Ephesians 5 -|- Be imitators of GOD

Verse 1

EPH. 5

“Walk” as a metaphor of general behavior is used in this chapter to admonish Christians to:

(1) walk in love (Ephesians 5:1-2);

(2) walk in the light (Ephesians 5:3-14); and

(3) walk in wisdom (Ephesians 5:15-21). In Ephesians 5:22,

Paul began instructions relative to three classes of reciprocal obligations: (1) those between husbands and wives (Ephesians 5:22-33); (2) those between children and parents (Ephesians 5:6:1-4); and (3) those between servants and masters (Ephesians 5:5-9). Only the first of these is in this chapter.
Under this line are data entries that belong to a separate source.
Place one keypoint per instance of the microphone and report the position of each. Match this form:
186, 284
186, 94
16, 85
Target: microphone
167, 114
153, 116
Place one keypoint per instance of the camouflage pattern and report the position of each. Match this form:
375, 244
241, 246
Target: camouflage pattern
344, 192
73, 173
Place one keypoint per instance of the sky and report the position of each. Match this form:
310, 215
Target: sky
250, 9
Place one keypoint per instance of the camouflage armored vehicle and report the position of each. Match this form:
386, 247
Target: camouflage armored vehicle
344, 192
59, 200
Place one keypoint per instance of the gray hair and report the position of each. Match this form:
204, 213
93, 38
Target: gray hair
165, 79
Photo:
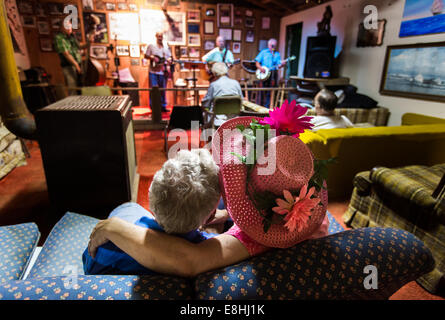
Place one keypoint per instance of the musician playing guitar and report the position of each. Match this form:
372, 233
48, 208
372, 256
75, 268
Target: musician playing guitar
271, 59
159, 56
219, 54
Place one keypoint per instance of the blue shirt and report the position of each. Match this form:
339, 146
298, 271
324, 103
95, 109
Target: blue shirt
110, 259
269, 60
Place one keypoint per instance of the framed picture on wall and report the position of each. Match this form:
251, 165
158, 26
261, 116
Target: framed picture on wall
209, 45
226, 34
250, 22
183, 52
237, 35
236, 47
110, 6
225, 14
265, 23
209, 27
194, 53
25, 7
193, 16
46, 44
135, 51
29, 22
371, 37
250, 36
210, 12
43, 27
193, 28
412, 71
194, 40
99, 52
122, 51
87, 5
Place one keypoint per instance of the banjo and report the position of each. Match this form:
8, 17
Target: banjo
266, 74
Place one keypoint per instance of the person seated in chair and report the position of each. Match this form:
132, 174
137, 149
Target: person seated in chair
222, 86
325, 102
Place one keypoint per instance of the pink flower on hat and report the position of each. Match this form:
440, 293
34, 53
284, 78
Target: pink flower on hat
298, 209
288, 119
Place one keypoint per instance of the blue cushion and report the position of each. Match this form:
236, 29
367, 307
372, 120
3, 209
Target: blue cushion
64, 246
101, 287
17, 243
327, 268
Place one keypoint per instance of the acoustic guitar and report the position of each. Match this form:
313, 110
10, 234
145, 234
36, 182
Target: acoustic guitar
263, 76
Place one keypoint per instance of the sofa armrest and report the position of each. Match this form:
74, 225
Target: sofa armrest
100, 287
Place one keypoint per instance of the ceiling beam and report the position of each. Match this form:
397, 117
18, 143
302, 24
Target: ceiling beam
266, 7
Be ye therefore imitators of God, as beloved children, and walk in love, even as Christ also loved you, and gave himself up for us, an offering and a sacrifice to God for an odor of a sweet smell. (Ephesians 5:1-2)

Imitators of God …

The New Testament teaches that the only practical revelation of God is that of Christ himself; and, in view of this, “imitating God” is a commandment to be fulfilled by “walking in love,” just as Christ loved us and gave himself for us. Certainly, the teaching here is not to the effect that weak and fallible mortals should in any sense “play God” by usurping to themselves judgments that pertain to God alone.

As Mackay said, “To copy God is to be like a Person, to reflect his image.”[1] Christians should strive to be like God in forbearance, goodness and love.

The reference to Jewish sacrifices in Ephesians 5:2 has puzzled commentators who have variously understood the nature of Christ’s sacrifice (as mentioned here) to be “a sacrifice of consecration (Exodus 29), a peace-offering (Leviticus 3) or a sin-offering (Leviticus 4).”[2] Alfred Barry has presented a very interesting and convincing argument based on a similar expression in Hebrews 10:5, and the Old Testament reference there, and upon the peculiar Hebrew usage of these terms, concluding that,

“Therefore, we have here a complete summary – all the more striking and characteristic because incidental – of the doctrine of the Atonement.”[3] Christ was not merely one kind of sacrifice, or offering, but every kind.

[1] John Mackay, God’s Order (New York: The Macmillan Company, 1953), p. 170.

[2] John William Russell, Compact Commentary on the New Testament (Grand Rapids, Michigan: Baker Book House, 1964), p. 481.

[3] Alfred Barry, Ellicott’s Commentary on the Holy Bible, Vol. XIII (Grand Rapids, Michigan: Zondervan Publishing House, 1959), p. 46.